# Data Extraction Process

This notebook extracts data from source systems and loads it into the Bronze layer. It represents the first step in our ETL pipeline.

## Process Overview
1. Set up environment and initialize Spark session
2. Define paths and configure logging
3. Extract data from source files
4. Load data into Bronze layer
5. Log results and clean up resources

## 1. Environment Setup

Initialize Spark session and import required libraries.

In [1]:
# Set JAVA_HOME environment variable
import os
os.environ['JAVA_HOME'] = r'C:\Program Files\Java\jre1.8.0_451'

from pyspark.sql import SparkSession
from datetime import datetime
import os
import logging

# Initialize Spark session
spark = SparkSession.builder \
    .appName("Data Ingestion") \
    .getOrCreate()

## 2. Path Configuration

Define paths for source data, bronze layer, and logs.

In [2]:
# Define paths
base_path = "../data/"
bronze_base_path = "../output/bronzeLayer"
date_str = datetime.now().strftime("%Y-%m-%d")
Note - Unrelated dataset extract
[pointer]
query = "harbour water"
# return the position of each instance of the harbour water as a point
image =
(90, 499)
# Log path organized by date
log_dir = os.path.join("../logs", "data_ingestion", date_str)
log_path = os.path.join(log_dir, "data_ingestion.log")

# Ensure the logs directory exists
os.makedirs(log_dir, exist_ok=True)

## 3. Logging Configuration

Set up logging to track the extraction process.

In [3]:
# Configure logging to write to the log file
logging.basicConfig(filename=log_path, level=logging.INFO,
                    format='%(asctime)s - %(levelname)s - %(message)s')
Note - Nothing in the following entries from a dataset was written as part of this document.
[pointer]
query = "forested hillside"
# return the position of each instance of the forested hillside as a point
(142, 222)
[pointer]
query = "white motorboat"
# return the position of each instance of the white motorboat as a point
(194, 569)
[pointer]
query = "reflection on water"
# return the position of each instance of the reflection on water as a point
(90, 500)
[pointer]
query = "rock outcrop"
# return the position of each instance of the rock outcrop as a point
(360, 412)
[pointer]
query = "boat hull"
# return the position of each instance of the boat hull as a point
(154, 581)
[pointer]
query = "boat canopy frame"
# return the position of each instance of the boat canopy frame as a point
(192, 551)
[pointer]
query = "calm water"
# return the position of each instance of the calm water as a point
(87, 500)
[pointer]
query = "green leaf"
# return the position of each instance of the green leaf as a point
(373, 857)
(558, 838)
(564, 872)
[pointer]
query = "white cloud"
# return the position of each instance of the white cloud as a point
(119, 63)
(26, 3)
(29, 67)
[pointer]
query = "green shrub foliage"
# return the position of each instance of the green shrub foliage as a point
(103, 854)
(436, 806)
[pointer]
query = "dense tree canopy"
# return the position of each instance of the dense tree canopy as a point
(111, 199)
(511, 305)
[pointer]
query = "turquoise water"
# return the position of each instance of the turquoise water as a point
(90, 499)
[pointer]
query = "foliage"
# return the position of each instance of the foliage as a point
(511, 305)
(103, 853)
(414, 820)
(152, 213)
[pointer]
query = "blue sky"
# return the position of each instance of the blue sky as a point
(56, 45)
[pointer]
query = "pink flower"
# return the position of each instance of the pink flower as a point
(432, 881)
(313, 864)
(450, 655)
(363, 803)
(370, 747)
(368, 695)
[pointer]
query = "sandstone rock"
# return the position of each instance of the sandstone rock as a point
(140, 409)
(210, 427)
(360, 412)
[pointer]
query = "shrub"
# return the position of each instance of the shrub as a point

def log_message(message, level="info"):
    """Logs messages with the specified level."""
    if level == "info":
        logging.info(message)
    elif level == "error":
        logging.error(message)
    print(message)  

# Define source
source = "mrp_production"

## 4. Data Extraction and Loading

Extract data from source files and load it into the Bronze layer.

In [4]:
try:
    raw_path = os.path.join(base_path, f"{source}.csv")
    bronze_path = os.path.join(bronze_base_path, date_str)

    # Log start of the ingestion process
    log_message(f"Starting ingestion for {source} from {raw_path} to {bronze_path}")

    # Read raw data
    df = spark.read.csv(raw_path, header=True, inferSchema=True)
    
    # Ensure the bronze path exists
    os.makedirs(bronze_path, exist_ok=True)
    
    # Write to Bronze layer in Parquet format, organized by date
    df.write.mode("overwrite").parquet(bronze_path)
    
    # Log successful ingestion
    log_message(f"Successfully ingested {source} data to {bronze_path}")
    
except Exception as e:
    # Log any errors encountered during ingestion
    log_message(f"Error ingesting {source} data: {e}", level="error")

# Stop Spark session
spark.stop()
log_message("Data ingestion process completed.")
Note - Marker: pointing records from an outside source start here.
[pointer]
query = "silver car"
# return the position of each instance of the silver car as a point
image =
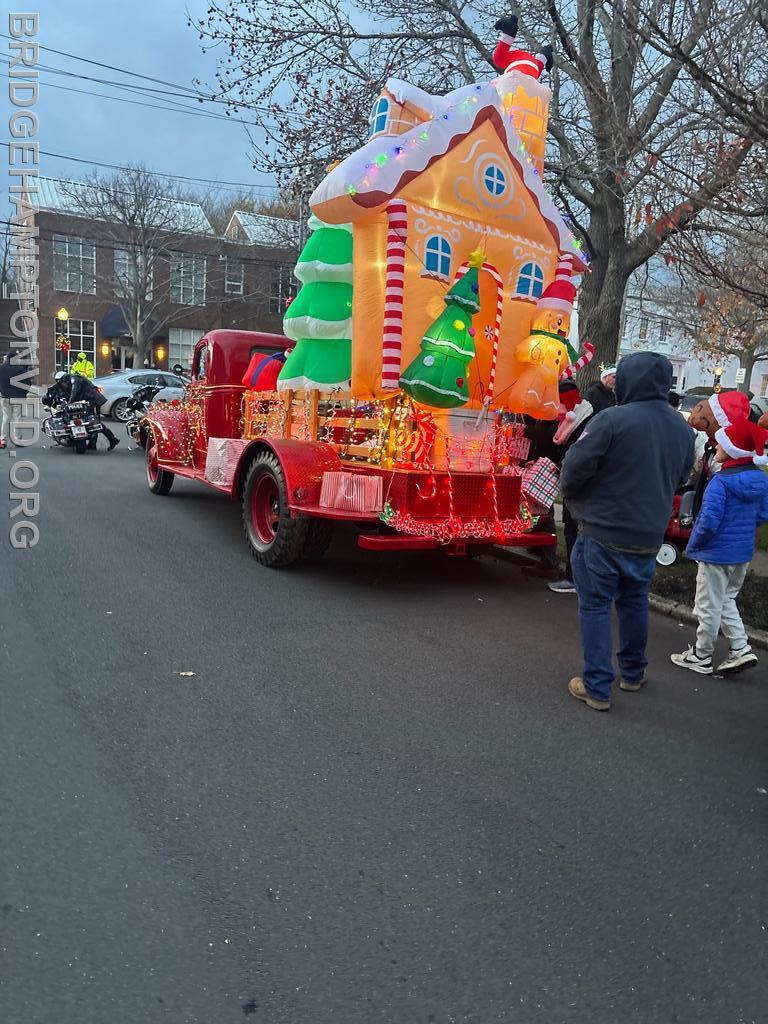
(118, 387)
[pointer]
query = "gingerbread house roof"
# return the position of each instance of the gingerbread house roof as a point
(379, 170)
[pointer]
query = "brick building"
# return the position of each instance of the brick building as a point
(200, 281)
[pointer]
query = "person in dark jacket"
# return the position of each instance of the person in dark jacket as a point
(83, 389)
(73, 387)
(602, 393)
(735, 503)
(619, 479)
(11, 396)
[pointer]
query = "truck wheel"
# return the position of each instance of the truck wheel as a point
(318, 536)
(159, 480)
(273, 538)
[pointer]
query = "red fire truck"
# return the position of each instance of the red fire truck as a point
(297, 462)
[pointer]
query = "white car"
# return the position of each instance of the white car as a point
(118, 387)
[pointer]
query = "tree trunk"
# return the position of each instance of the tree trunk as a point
(602, 291)
(747, 360)
(139, 345)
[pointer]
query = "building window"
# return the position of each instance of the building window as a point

Starting ingestion for mrp_production from ../data/mrp_production.csv to ../output/bronzeLayer\2025-05-08
Successfully ingested mrp_production data to ../output/bronzeLayer\2025-05-08
Data ingestion process completed.


## 5. Summary

The extraction process has successfully:
- Read data from the source CSV file
- Loaded it into the Bronze layer in Parquet format
- Organized the data by date
- Logged all operations for traceability

The data is now ready for the next step in the ETL pipeline: data auditing and transformation.